Gettò in un angolo la tunica lacera e bagnata di Morgon, gli ripulì il corpo dalla sabbia, e lo aiutò a infilarsi un lungo saio di bella stoffa scura, fornito di cappuccio. Uscì a prendere un po’ di legna, ravvivò le braci sotto un pentolone di zuppa, ma ancor prima che questa fosse calda Morgon era ripiombato nel sonno.

Si risvegliò al crepuscolo. La casupola era deserta, ed egli si tirò a sedere guardandosi attorno. C’era pochissimo mobilio: due scaffali, un largo tavolo ricoperto da oggetti disparati, un alto sgabello, e il giaciglio su cui lui aveva dormito. Alla porta di legno erano appesi alcuni utensili: un piccone, un martello, uno scalpello e una spazzola, sporchi di terriccio. Al di là della soglia una grande pianura spazzata dal vento si stendeva verso ovest a perdita d’occhio. Non lontano dalla casa, scure rovine di pietra senza forma si stagliavano nella penombra violacea. A meridione si scorgeva, simile a una linea di confine fra le terre, il nero profilo di una foresta. Il vento che spirava dal mare sembrava parlare un vuoto linguaggio senza requie. Odorava di sabbia e di notte, e per un momento, nell’ascoltarlo, alcuni ricordi affiorarono nella tenebra della sua mente: acqua, freddo, un vento selvaggio. Fu costretto ad aggrapparsi allo stipite della porta per non cadere. Ma quelle memorie svanirono senza che egli riuscisse a dar loro un senso, né a trasformarle in parole.

Si volse. Sul tavolo di Astrin giacevano molte cosette abbastanza strane. Le toccò, incuriosito. C’erano frammenti di bellissimo vetro colorato, pezzi d’oro, cocci di stoviglie dipinte con arte, alcuni anelli di una pesante catena di rame, un flauto spezzato di legno e oro. Un riflesso di colore lo indusse ad allungare una mano verso un oggetto. Era una gemma sfaccettata, grossa quanto il suo pugno, e mentre se la rigirava fra le dita attraverso di essa balenarono tutti i colori del mare.

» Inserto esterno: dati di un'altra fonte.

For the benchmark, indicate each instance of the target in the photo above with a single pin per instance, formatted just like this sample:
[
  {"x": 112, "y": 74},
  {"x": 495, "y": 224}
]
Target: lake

Sentendo uno scalpiccio si volse. Era Astrin. Con Xel alle calcagna l’uomo entrò e depose una borsa pesante e malridotta presso il camino.

Attizzando il fuoco borbottò: — È bella, non è vero? L’ho trovata ai piedi della Torre del Vento. Nessun mercante a cui l’ho mostrata ha saputo dirmi che razza di pietra è, così l’ho portata a Isig, allo stesso Danan Isig. Mi ha detto di non aver mai visto una gemma di quel genere sulle sue montagne, e che non conosceva nessuno, a parte lui e suo figlio, che sarebbe stato capace di tagliarla con quella perfezione. È stato lui a darmi Xel, per compagnia. Io non avevo niente con cui contraccambiare, ma egli disse che gli avevo già regalato un mistero, il che talvolta può risultare prezioso. — Appese il pentolone sul fuoco, aprì la sua borsa, e prese un coltello che pendeva da un chiodo. — Xel ha ammazzato due lepri; le cucinerò per la cena… — Quando Morgon gli toccò un braccio sollevò lo sguardo. Gli lasciò prendere il coltello. — Sei capace di spellarle? — Morgon annuì. — Dunque sai come si fa. Puoi ricordare qualcos’altro di te stesso? Pensaci. Cerca di… — Vedendo l’espressione tormentata di Morgon tacque. Gli poggiò una mano su una spalla. — Non importa. Prima o poi la memoria ti tornerà.